Edward Henry Thomas Alderson - Ted

Ted life began in 1913 in London, son of carpenter Henry and Ethel who a married in 1911. The outbreak of WW1 saw Henry drafted into the Coldstream guards and sent to fight the Germans in the fields of France. On the 21st of October 1915 and at just 2 years of age, young Edward lost his father in battle in the Flanders field area. Cpl H. Alderson is memorialised on the Menin Gate, Belgium.  

Distraught at the death of her husband, the great Depression and the tensions of Europe, Ethel and her younger sister Emily (my grandmother) left for the relative safety of Australia in the early 1920's and started out their life here in Bundaberg (ref-school report card 1923). I imagine the change from London to tropical Bundaberg was quite a shock and it wasn't long before they moved to cooler Katoomba in the Blue Mountains west of Sydney. Emily later married and relocated to nearby Lithgow.

Ted was 27 when he left his day job as a bus driver working alongside Emily's husband, George, on the 11th of the 11th 1940 (11/11/1940 Armistice day) and enrolled to be a pilot in the Royal Australian Air Force.

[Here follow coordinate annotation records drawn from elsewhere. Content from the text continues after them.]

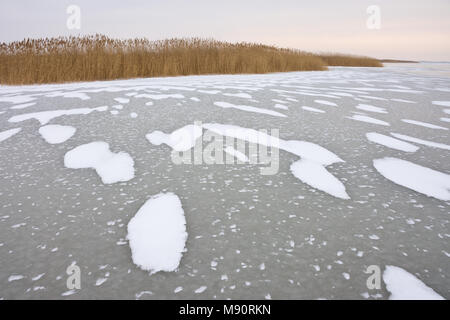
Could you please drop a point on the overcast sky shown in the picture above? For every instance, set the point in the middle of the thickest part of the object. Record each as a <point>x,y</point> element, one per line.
<point>409,29</point>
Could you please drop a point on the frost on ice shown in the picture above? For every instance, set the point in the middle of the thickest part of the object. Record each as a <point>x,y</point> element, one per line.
<point>391,142</point>
<point>415,177</point>
<point>182,139</point>
<point>111,167</point>
<point>44,117</point>
<point>157,234</point>
<point>226,105</point>
<point>405,286</point>
<point>8,133</point>
<point>54,133</point>
<point>315,175</point>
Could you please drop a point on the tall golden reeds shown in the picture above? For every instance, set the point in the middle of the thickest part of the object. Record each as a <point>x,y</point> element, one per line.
<point>97,57</point>
<point>346,60</point>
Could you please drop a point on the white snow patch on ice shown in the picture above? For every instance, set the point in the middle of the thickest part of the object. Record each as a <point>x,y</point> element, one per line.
<point>312,109</point>
<point>238,95</point>
<point>280,106</point>
<point>8,133</point>
<point>226,105</point>
<point>367,119</point>
<point>45,116</point>
<point>391,142</point>
<point>181,139</point>
<point>441,103</point>
<point>160,96</point>
<point>55,133</point>
<point>23,106</point>
<point>420,141</point>
<point>122,100</point>
<point>157,234</point>
<point>370,108</point>
<point>326,103</point>
<point>235,153</point>
<point>111,167</point>
<point>17,99</point>
<point>424,124</point>
<point>415,177</point>
<point>405,286</point>
<point>318,177</point>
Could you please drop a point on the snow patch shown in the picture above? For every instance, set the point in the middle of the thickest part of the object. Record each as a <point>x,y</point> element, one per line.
<point>405,286</point>
<point>157,234</point>
<point>415,177</point>
<point>111,167</point>
<point>391,142</point>
<point>55,133</point>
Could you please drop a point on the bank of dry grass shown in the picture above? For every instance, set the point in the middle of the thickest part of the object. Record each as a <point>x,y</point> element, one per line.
<point>67,59</point>
<point>350,60</point>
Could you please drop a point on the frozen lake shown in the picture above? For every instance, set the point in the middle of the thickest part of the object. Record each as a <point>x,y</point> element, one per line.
<point>365,182</point>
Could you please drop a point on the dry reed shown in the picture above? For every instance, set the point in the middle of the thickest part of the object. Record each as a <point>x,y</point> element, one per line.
<point>88,58</point>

He started out learning to fly Tiger Moths at Narromine and then boarded a transport ship travelling over the Pacific ocean to Canada stopping along the way in New Zealand and Fiji. As part of the Empire Air Training Scheme, Ted trained on North American Harvard aircraft and successfully completed the course by July 1941. Ted was then shipped through Iceland and into Wales.

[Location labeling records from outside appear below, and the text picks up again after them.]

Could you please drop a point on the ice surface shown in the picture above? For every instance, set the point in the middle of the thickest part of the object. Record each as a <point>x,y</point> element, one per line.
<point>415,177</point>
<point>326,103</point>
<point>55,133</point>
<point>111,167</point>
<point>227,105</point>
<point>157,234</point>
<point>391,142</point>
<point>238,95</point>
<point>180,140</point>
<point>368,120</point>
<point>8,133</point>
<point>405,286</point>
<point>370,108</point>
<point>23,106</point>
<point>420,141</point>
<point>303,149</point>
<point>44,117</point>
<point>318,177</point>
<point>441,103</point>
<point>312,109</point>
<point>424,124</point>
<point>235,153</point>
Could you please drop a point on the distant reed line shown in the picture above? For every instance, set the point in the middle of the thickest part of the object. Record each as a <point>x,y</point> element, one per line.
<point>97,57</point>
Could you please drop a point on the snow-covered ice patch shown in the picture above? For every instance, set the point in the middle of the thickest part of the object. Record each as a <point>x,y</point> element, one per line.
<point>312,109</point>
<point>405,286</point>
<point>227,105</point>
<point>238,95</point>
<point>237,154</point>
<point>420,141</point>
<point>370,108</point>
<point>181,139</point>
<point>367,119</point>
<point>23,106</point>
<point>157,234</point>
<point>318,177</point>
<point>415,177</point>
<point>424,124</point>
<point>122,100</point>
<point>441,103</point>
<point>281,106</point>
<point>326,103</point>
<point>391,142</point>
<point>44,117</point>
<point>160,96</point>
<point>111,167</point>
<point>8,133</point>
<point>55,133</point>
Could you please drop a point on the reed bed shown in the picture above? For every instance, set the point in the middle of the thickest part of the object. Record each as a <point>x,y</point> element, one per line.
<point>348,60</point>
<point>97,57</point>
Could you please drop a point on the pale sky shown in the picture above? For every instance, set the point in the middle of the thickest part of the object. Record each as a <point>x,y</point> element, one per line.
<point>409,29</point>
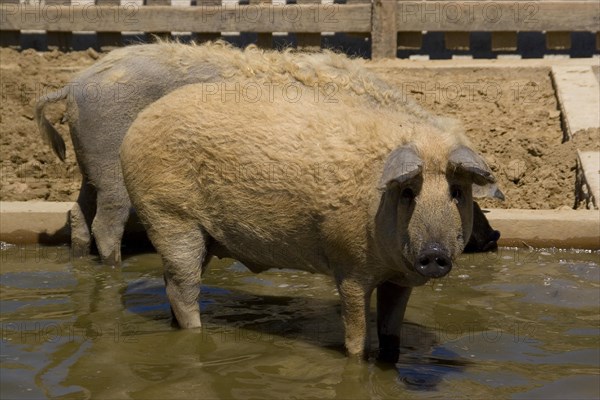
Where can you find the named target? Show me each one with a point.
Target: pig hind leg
(80, 219)
(182, 246)
(108, 226)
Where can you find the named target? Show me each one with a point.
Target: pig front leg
(355, 297)
(391, 304)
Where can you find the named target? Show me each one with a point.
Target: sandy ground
(511, 116)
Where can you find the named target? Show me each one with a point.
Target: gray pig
(103, 101)
(377, 197)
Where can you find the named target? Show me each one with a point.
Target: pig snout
(433, 262)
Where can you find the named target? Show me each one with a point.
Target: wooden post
(59, 40)
(384, 33)
(207, 36)
(162, 35)
(263, 40)
(356, 34)
(457, 40)
(558, 40)
(309, 41)
(10, 38)
(109, 40)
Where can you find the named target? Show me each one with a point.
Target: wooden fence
(391, 24)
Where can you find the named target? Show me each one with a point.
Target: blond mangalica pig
(103, 101)
(376, 197)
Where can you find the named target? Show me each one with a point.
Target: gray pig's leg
(183, 250)
(109, 223)
(391, 304)
(80, 219)
(355, 298)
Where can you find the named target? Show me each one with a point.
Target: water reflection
(511, 325)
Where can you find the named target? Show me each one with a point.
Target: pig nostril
(424, 260)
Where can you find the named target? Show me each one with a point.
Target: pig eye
(408, 194)
(456, 193)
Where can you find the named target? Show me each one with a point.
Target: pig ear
(463, 160)
(401, 165)
(490, 190)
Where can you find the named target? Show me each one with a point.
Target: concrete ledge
(34, 222)
(577, 91)
(46, 222)
(587, 187)
(547, 228)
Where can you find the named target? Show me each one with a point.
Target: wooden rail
(390, 23)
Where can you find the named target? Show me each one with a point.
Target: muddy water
(517, 324)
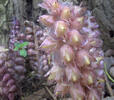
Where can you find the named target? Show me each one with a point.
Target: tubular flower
(78, 56)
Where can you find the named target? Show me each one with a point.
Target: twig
(50, 93)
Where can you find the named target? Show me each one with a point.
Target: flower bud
(61, 89)
(93, 95)
(56, 73)
(77, 92)
(48, 44)
(65, 14)
(78, 23)
(28, 30)
(47, 20)
(72, 73)
(61, 29)
(78, 11)
(83, 58)
(55, 4)
(88, 78)
(6, 77)
(67, 53)
(75, 37)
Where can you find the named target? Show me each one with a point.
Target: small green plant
(21, 48)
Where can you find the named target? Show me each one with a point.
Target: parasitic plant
(38, 60)
(78, 58)
(16, 53)
(8, 87)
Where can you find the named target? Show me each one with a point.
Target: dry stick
(108, 86)
(50, 93)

Llandow, Wales was home to 53OTU, the Spitfire combat training unit and under the command of the famous Battle of Britain ace, Wing Commander John Kent. In November and December of 1941, Ted was relocated to Biggin Hill air base with 124 Squadron flying Spitfires in formation practice, escorts and patrols.

Next up, Africa. Arriving in Freetown, Sierra Leone and then on to Takoradi, Ghana, the pilots travelled across Africa in a DC3 to Maiduguri, Nigeria then on to Khartoum, Sudan and then up to Cairo. This journey alone would have been an amazing break from the duties of war, seeing the Pyramids and antiquities not long after they were just starting to give up their secrets. Ted's photo album gives us a view of this old world before modern society and the collapse of colonialism took place. It's facinating to see places like the Damascus Gate in Jerusulem, Tomb of the Vigin Mary or the Blue Mosque in Cairo as they were back then through his eyes and captured on film. And I still have that camera and it still works.

By March 1942, Ted joined up with 3 Squadron in El Ballah and learned to fly the Kittyhawk. April and May saw the squadron move to Sidi Hanaish and it was here that Ted got in to active combat missions against the forces of Rommel. 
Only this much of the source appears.